We rely more and more on artificial intelligence and powerful computers to accumulate and process information. Can artificial intelligence help us grow a better soybean crop?
In this Soybean School episode, Bernard Tobin is joined by Shawn Conley, University of Wisconsin-Madison soybean extension specialist, to talk about his research in artificial intelligence derived management systems for soybeans.
Conley is performing trials with growers this year, that will compare how those growers manage their soybeans to management recommendations from artificial intelligence.
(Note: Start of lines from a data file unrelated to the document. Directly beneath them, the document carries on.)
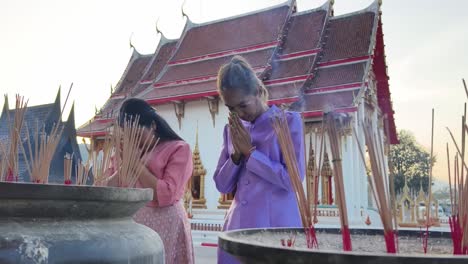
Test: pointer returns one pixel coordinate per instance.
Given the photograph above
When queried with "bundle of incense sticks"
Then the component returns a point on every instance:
(280, 125)
(459, 192)
(15, 137)
(3, 162)
(319, 168)
(129, 151)
(40, 156)
(429, 191)
(82, 172)
(67, 168)
(335, 139)
(100, 161)
(378, 180)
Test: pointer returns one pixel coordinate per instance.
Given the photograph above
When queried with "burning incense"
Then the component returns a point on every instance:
(281, 127)
(335, 138)
(3, 162)
(67, 168)
(82, 173)
(40, 157)
(15, 138)
(101, 161)
(429, 200)
(377, 181)
(392, 183)
(131, 150)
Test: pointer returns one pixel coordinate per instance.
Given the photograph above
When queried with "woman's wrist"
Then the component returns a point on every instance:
(251, 150)
(236, 158)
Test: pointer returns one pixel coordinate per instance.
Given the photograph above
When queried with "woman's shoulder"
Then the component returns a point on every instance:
(176, 145)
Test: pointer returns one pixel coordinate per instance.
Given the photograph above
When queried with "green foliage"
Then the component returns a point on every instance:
(411, 162)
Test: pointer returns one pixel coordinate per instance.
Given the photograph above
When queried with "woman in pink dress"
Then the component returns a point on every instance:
(167, 170)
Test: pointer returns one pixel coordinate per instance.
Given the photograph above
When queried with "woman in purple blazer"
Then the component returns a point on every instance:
(251, 162)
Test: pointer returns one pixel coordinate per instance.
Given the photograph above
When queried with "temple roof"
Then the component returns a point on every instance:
(140, 72)
(43, 116)
(312, 59)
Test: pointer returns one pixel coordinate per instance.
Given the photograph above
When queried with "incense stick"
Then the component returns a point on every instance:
(67, 168)
(101, 161)
(335, 139)
(378, 181)
(130, 151)
(14, 137)
(281, 128)
(429, 192)
(39, 160)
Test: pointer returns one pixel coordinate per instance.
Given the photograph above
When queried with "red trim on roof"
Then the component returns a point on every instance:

Recommendations are based off of data amassed over the last eight years, says Conley, including variety testing data and agronomic trial data from all over the U.S. “Can we use machine learning tools to be able to predict on a field-by-field basis what farmers should be doing on a specific field,” says Conley. More information on how the trials are set up can be found here.
In the video, Conley outlines how machine learning tools will be used to predict the practices that can be used to maximize yield or to maximize profitability. (Story continues below video)
“That’s what we’re just trying to do in this first year, is see if we can ‘break the tool’ or to see if it actually works,” says Conley. “Hopefully over time we’ll keep building it and building it and making it into a place where farmers can upload their own data, for free, run the model in the background, and try it on their own farm.”
The artificial intelligence is quite formidable, and as Conley explains, the model can run a million different iterations and has the capacity to assess multiple interactions between things like soil type, fertility, seeding rate, row spacing, etc.. In-season management decisions (spray timing) can also be plugged into the model and is part of the objective list for Conley’s project this year.
Looking at the site-specific management systems that the model generates, Conley admits that he’s seen some weird thing so far, but because it’s an experiment he’s willing to test them out for accuracy. “All models are inherently flawed, you just have to keep working your way through it to figure out how to fix it to keep the errors to a minimum,” he says.
Other models and databases are being built for corn production too, adds Conley.